Paletka Sweet Peach z Too Faced chodziła za mną od dawna. Mimo że nie do końca jestem fanką ciepłych kolorów, wydawało mi się, że będzie po prostu idealna na lato. W tej kwestii akurat się nie pomyliłam, no ale to nie trudno zgadnąć, wystarczy na nią spojrzeć ;) Ale czy jest tak samo dobra, jak dwie pozostałe paletki z Too Faced, które posiadam? Tego dowiecie się w dalszej części wpisu :) Poza tym stworzyłam aż 2 makijaże, że pokazać Wam ją "w akcji", więc tym bardziej zapraszam do czytania dalej!
Opakowanie i zapach
Too Faced przyzwyczaiło nas już do słodkich, kolorowych opakowań. Tym razem adekwatnie do nazwy postawili na brzoskwinki. Reszta prezentuje się identycznie, jak w poprzednich paletkach. Opakowanie jest metalowe, zamykane na magnes. Bardzo porządne i ładnie wykonane.
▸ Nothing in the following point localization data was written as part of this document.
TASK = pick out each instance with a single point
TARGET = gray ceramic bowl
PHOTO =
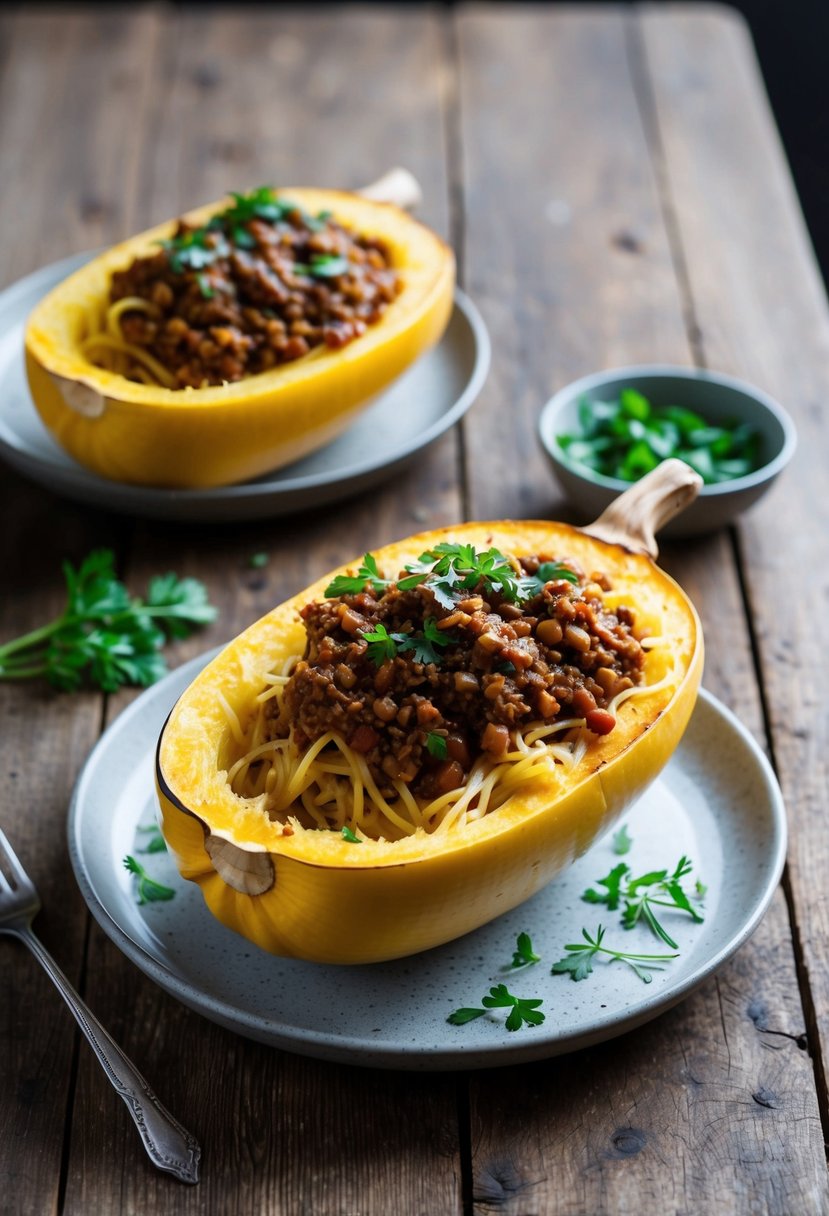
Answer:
(716, 398)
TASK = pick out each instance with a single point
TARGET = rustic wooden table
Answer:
(615, 190)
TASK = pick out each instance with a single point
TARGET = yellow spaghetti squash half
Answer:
(317, 895)
(215, 435)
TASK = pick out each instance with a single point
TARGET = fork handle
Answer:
(169, 1146)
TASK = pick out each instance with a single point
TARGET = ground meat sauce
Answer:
(241, 297)
(558, 654)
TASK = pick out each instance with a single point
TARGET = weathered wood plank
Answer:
(269, 96)
(58, 147)
(665, 1116)
(762, 314)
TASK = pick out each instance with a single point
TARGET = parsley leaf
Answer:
(613, 888)
(103, 632)
(436, 746)
(351, 585)
(382, 645)
(524, 953)
(147, 889)
(522, 1011)
(577, 963)
(643, 895)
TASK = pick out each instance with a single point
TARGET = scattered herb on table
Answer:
(105, 634)
(524, 955)
(643, 895)
(630, 437)
(577, 963)
(146, 888)
(522, 1011)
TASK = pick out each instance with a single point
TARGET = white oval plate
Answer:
(409, 416)
(717, 801)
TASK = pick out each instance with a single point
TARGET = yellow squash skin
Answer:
(337, 902)
(197, 438)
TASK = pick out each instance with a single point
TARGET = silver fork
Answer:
(170, 1147)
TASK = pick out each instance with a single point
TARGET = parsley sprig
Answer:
(105, 634)
(643, 895)
(147, 889)
(198, 247)
(577, 962)
(522, 1011)
(384, 646)
(353, 584)
(524, 955)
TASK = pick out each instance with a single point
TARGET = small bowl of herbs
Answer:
(604, 432)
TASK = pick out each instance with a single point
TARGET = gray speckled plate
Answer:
(404, 420)
(717, 801)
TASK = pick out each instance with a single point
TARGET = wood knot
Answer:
(496, 1183)
(626, 241)
(627, 1141)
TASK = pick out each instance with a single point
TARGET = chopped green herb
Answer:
(382, 645)
(577, 962)
(643, 895)
(351, 585)
(627, 438)
(522, 1011)
(621, 842)
(146, 888)
(436, 746)
(106, 634)
(524, 953)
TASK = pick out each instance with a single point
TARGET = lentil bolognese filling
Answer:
(430, 697)
(263, 283)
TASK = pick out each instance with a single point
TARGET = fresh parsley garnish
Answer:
(643, 895)
(156, 842)
(105, 634)
(382, 645)
(146, 888)
(522, 1011)
(351, 585)
(524, 955)
(436, 746)
(577, 962)
(450, 569)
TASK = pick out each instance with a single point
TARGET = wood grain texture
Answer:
(632, 1124)
(276, 96)
(762, 314)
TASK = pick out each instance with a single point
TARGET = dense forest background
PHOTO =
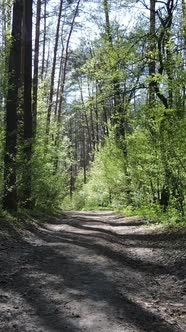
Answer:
(92, 105)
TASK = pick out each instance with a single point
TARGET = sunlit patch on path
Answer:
(94, 271)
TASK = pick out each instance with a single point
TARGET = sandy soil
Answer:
(93, 271)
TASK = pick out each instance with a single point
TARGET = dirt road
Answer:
(96, 272)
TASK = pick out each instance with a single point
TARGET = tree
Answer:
(14, 85)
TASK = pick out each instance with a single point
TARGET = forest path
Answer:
(94, 271)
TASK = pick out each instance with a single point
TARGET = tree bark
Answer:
(14, 83)
(36, 65)
(27, 111)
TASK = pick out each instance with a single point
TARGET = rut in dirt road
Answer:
(94, 271)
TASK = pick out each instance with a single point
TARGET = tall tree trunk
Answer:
(152, 48)
(44, 40)
(14, 83)
(27, 111)
(36, 64)
(53, 71)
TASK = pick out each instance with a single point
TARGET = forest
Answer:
(92, 106)
(93, 165)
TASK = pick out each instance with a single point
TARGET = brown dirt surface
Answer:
(93, 271)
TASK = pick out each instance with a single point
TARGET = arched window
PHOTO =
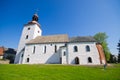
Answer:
(64, 53)
(76, 60)
(87, 48)
(28, 59)
(89, 60)
(75, 49)
(29, 28)
(44, 49)
(34, 49)
(27, 37)
(55, 48)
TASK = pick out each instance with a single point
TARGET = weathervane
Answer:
(36, 11)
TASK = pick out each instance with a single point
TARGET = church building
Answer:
(34, 48)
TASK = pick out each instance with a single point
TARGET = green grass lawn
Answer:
(58, 72)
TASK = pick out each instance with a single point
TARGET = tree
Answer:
(118, 51)
(101, 38)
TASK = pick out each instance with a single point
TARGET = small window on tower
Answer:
(27, 37)
(29, 28)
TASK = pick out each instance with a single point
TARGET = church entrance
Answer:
(76, 60)
(60, 60)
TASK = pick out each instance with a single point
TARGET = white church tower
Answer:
(30, 31)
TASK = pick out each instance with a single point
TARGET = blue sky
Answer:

Otwierając je, właściwie uderza nas dość mocny zapach takiej lekko chemicznej, słodkiej brzoskwini. Podejrzewam, że nie wszystkim się spodoba. Ja traktuję go jako miły dodatek. Zdecydowanie przyjemniej jest się malować taką paletką :)
Kolory
W środku mamy aż 16 kolorów. Całość utrzymana jest w ciepłej kolorystyce, chociaż tych typowo brzoskwiniowych nie ma zbyt wiele. Zresztą zobaczcie sami:
White Peach - bardzo jasny, lekko satynowy cień. Ja go używam do zmatowienia okolicy pod brwiami oraz załamania powieki.
Luscious - prześliczny, perłowy beż. Bardzo ładnie odbija światło i świetnie wygląda na całej powiece ruchomej.
Just Peachy - różowo - brzoskwiniowy cień, który opalizuje na złoto. Bardzo podobny do Rose Gold z Kobo. Najlepiej wygląda nakładany palcem.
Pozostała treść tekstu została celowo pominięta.